2. Minnesota has so many lakes, the state ran out of names.

With so many lakes to name, there’s bound to be some repeats. As of the last count, Minnesota has:

  • 201 Mud Lakes
  • 154 Long Lakes
  • And 123 Rice Lakes

3. Minnesota’s lakes are bigger than some states.

In total, Minnesota has 2,560,299 acres covered by lakes and deep water rivers.

That’s more acreage than Rhode Island (988,832 acres) and Delaware (1,593,133 acres).

4. There’s almost a lake in every county.

Of Minnesota’s 87 counties, 84 of them contain at least one lake.

5. Minnesota has the largest Great Lake in North America.

Lake Superior is the largest Great Lake in North America, the largest freshwater lake in the world by surface area, and obviously, the largest lake in Minnesota.

That said, Lake Superior isn’t entirely within Minnesota’s borders. The largest lake entirely within the borders of Minnesota is Red Lake.

How many lakes are in Minnesota vs. Wisconsin?

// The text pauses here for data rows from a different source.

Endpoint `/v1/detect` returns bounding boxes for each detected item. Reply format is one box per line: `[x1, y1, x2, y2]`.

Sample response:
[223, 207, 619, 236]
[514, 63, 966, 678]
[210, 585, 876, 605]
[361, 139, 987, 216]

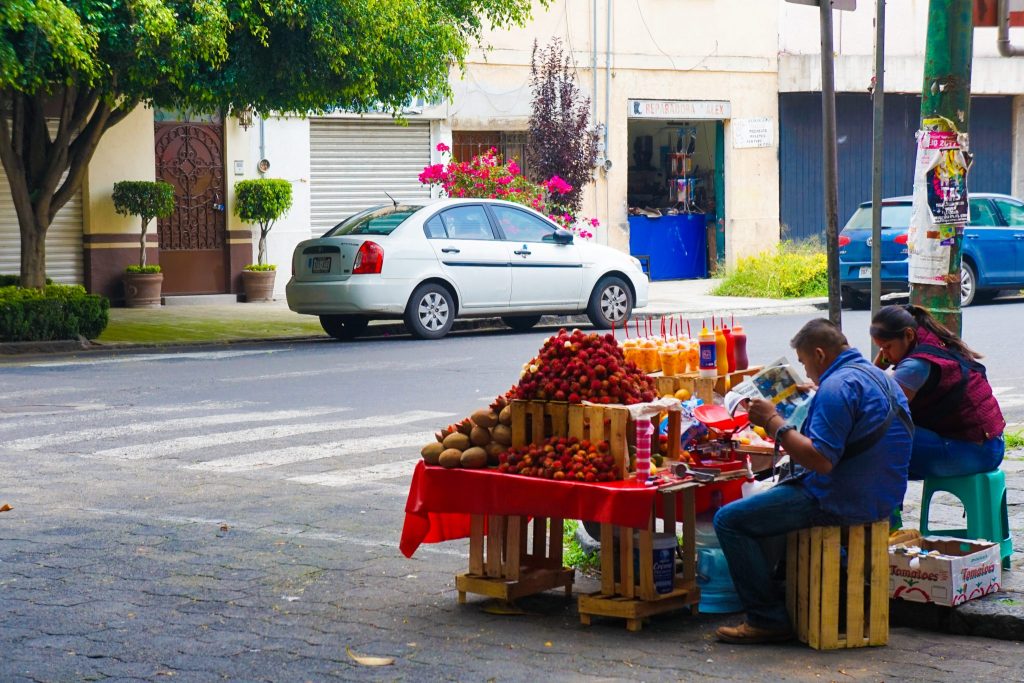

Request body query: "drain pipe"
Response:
[604, 0, 611, 163]
[590, 0, 597, 126]
[995, 0, 1024, 57]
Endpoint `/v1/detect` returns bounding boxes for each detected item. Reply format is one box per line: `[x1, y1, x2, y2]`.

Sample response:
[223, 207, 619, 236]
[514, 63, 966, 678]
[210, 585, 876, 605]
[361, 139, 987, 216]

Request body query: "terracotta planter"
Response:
[242, 270, 278, 301]
[124, 272, 164, 308]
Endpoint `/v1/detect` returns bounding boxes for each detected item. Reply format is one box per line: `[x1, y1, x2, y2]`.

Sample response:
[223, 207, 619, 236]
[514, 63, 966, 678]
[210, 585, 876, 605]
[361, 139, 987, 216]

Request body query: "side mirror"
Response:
[554, 227, 572, 245]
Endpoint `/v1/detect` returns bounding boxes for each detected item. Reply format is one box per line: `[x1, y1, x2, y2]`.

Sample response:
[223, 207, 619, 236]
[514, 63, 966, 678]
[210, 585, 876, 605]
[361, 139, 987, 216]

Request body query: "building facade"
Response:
[0, 0, 1024, 301]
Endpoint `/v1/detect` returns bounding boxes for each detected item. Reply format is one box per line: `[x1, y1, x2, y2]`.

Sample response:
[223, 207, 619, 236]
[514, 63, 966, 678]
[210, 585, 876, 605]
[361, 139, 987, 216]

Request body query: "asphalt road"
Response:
[0, 303, 1024, 681]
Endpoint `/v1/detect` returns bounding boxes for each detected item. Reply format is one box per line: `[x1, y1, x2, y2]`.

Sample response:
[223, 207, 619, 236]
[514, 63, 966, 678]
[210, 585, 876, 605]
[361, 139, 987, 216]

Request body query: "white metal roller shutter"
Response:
[0, 120, 85, 285]
[309, 119, 430, 236]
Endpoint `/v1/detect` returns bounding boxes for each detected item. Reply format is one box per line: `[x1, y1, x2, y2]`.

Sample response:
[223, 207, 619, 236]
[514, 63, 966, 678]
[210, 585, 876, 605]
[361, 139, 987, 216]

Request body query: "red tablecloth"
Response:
[398, 462, 656, 557]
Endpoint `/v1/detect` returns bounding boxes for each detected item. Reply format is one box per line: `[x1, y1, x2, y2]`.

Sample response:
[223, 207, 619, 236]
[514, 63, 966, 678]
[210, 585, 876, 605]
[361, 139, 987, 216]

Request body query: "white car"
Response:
[286, 199, 648, 339]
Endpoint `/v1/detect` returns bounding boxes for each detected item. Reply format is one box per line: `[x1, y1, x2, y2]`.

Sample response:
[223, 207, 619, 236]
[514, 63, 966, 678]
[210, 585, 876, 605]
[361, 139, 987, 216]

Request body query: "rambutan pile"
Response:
[508, 329, 655, 404]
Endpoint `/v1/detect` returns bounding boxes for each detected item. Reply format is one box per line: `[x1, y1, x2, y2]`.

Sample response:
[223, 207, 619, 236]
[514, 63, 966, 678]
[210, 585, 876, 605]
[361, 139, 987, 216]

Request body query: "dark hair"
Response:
[790, 317, 850, 351]
[869, 303, 982, 358]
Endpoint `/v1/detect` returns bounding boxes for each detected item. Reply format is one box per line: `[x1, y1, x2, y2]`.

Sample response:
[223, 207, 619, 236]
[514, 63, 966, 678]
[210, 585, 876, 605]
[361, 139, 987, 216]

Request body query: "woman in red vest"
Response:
[870, 304, 1007, 479]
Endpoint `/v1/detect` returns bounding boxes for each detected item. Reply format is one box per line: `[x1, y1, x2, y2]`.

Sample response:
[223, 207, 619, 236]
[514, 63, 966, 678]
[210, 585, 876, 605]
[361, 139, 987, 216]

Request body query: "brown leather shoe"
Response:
[715, 622, 794, 645]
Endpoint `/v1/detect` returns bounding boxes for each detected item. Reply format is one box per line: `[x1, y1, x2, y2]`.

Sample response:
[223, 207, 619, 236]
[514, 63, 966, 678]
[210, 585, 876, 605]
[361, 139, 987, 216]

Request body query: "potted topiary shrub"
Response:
[234, 178, 292, 301]
[112, 180, 174, 308]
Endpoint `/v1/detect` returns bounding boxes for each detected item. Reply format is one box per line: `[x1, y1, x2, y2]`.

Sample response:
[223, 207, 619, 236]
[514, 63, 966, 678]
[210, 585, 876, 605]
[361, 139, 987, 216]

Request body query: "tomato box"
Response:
[889, 536, 1002, 607]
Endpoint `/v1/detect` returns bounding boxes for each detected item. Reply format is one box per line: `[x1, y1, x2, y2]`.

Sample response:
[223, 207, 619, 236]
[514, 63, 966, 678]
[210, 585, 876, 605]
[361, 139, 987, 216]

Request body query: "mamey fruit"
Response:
[470, 408, 498, 429]
[420, 443, 444, 465]
[469, 426, 490, 445]
[442, 432, 469, 451]
[459, 445, 487, 469]
[437, 449, 462, 468]
[490, 425, 512, 445]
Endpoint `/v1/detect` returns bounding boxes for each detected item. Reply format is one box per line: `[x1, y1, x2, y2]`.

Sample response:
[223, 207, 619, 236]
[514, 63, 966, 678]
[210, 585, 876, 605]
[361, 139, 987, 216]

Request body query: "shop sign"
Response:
[729, 117, 775, 150]
[629, 99, 732, 121]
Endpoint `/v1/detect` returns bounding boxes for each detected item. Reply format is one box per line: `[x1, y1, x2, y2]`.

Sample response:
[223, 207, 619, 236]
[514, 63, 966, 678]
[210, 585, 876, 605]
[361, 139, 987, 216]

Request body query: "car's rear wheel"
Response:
[587, 276, 633, 330]
[502, 315, 541, 332]
[961, 261, 979, 308]
[319, 315, 370, 341]
[406, 283, 455, 339]
[840, 289, 871, 310]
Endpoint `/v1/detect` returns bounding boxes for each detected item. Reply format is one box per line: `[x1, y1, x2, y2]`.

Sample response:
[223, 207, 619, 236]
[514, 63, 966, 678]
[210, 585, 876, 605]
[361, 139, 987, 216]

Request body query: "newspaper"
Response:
[726, 357, 814, 427]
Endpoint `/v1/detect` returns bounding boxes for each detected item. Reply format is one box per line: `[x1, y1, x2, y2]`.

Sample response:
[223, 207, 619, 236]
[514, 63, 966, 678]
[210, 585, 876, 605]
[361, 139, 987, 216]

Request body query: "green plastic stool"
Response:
[921, 470, 1014, 569]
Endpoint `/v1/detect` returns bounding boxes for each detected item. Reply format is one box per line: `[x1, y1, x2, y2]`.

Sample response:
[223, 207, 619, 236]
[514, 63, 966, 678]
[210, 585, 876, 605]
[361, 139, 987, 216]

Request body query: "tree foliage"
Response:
[0, 0, 547, 287]
[234, 178, 292, 265]
[111, 180, 174, 268]
[526, 38, 597, 214]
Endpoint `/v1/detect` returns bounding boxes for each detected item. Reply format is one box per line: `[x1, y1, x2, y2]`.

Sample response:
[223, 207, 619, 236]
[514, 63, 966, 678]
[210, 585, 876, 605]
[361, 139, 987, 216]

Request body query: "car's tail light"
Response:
[352, 240, 384, 275]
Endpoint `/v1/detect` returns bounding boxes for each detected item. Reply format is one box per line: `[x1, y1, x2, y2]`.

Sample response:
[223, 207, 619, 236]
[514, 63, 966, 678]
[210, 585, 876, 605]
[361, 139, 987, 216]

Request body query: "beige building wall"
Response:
[82, 106, 157, 237]
[446, 0, 779, 265]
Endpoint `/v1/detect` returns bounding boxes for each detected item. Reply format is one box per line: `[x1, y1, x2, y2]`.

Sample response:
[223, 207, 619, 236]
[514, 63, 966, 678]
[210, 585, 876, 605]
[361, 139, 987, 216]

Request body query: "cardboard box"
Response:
[889, 536, 1002, 606]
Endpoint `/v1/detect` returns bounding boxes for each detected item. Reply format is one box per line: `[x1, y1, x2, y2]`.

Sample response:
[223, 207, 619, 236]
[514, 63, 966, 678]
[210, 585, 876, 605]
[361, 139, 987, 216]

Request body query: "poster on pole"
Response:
[907, 122, 971, 285]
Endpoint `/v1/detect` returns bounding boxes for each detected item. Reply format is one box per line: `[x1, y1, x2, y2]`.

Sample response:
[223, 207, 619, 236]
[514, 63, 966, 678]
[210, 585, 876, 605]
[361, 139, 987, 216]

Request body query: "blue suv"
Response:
[839, 193, 1024, 308]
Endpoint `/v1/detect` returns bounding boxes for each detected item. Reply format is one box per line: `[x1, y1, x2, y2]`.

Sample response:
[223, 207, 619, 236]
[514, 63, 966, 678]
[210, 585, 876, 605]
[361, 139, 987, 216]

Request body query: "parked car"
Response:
[286, 199, 648, 339]
[839, 193, 1024, 308]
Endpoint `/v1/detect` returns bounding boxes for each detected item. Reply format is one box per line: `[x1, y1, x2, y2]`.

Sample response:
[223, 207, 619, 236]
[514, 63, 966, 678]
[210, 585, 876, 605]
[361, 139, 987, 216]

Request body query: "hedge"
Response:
[0, 285, 111, 342]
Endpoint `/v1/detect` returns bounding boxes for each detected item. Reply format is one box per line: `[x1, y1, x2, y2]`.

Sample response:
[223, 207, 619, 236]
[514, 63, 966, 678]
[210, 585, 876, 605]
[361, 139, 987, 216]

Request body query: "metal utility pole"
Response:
[818, 0, 843, 328]
[871, 0, 886, 331]
[910, 0, 977, 334]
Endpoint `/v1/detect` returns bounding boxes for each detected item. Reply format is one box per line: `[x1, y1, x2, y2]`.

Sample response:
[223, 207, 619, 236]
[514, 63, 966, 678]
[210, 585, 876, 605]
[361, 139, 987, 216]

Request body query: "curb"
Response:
[889, 592, 1024, 641]
[0, 301, 828, 356]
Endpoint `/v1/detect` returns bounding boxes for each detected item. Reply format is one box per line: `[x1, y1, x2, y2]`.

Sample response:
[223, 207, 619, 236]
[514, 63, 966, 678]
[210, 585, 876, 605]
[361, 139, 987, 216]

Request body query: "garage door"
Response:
[309, 119, 430, 236]
[0, 166, 84, 285]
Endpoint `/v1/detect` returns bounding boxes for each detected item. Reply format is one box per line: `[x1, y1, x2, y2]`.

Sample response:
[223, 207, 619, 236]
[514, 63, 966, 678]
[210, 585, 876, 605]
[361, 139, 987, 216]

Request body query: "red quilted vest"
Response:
[907, 327, 1007, 442]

Ah, now here’s a contentious topic.

Our neighbors/frenemies in Wisconsin like to claim that they have more lakes than us, but in our humble opinion, the answer to this question really comes down to your standards. (Wisconsin’s are pretty low, but I didn’t have to tell you that… )

You see, Wisconsin’s DNR claims their state has over 15,000 lakes. There’s only one problem, though…

Wisconsin has no official standards or size requirements for what counts as a lake.

In an interview with KARE 11, a Wisconsin DNR spokeman said Wisconsin officially counts 15,074 lakes, but admitted the state does not have a lower limit for lake size. (In other words, I’m guessing there’s a lot of ponds in that “lake” total.)

Minnesota, as we previously mentioned, does. In fact, Minnesotans take their lake standards so seriously that they only count bodies of water over 10 acres in size. (For reference, that’s equal to about 20-40 suburban homes, depending on lot size.)

So, all else being equal, who has more lakes? Meaning, what happens if you limit both states to the same lake criteria?

As it turns out, Wisconsin has just 5,898 lakes larger than 10 acres, whereas Minnesota has 11,842.

And pretty much no matter which cutoff you use, Minnesota comes out ahead. According to Smithsonian Magazine:

  • Minnesota has 8,466 lakes larger than 25 acres, compared to Wisconsin’s 3,350.
  • If you lower the cutoff to just 1 acre in size, Minnesota comes out even further ahead, with 43,041 lakes compared to Wisconsin’s 22,973.
  • Even counting all bodies of water (lakes, ponds, rivers, whatever) Minnesota has 124,662 bodies of water, compared to Wisconsin’s 22,973.

Take that, Wisconsin!

Phew, now I can rest easy as a proud Minnesotan.

List of Lakes in Minnesota

I’ll be honest, there’s not enough room on this page, nor enough time in my life to type out all the lakes in Minnesota.

Thankfully though, Wikipedia maintains a list of Minnesota’s lakes here. Minnesota’s DNR also maintains their Lake Finder page, which includes tons of data about the 4,500 most prominent lakes in the state.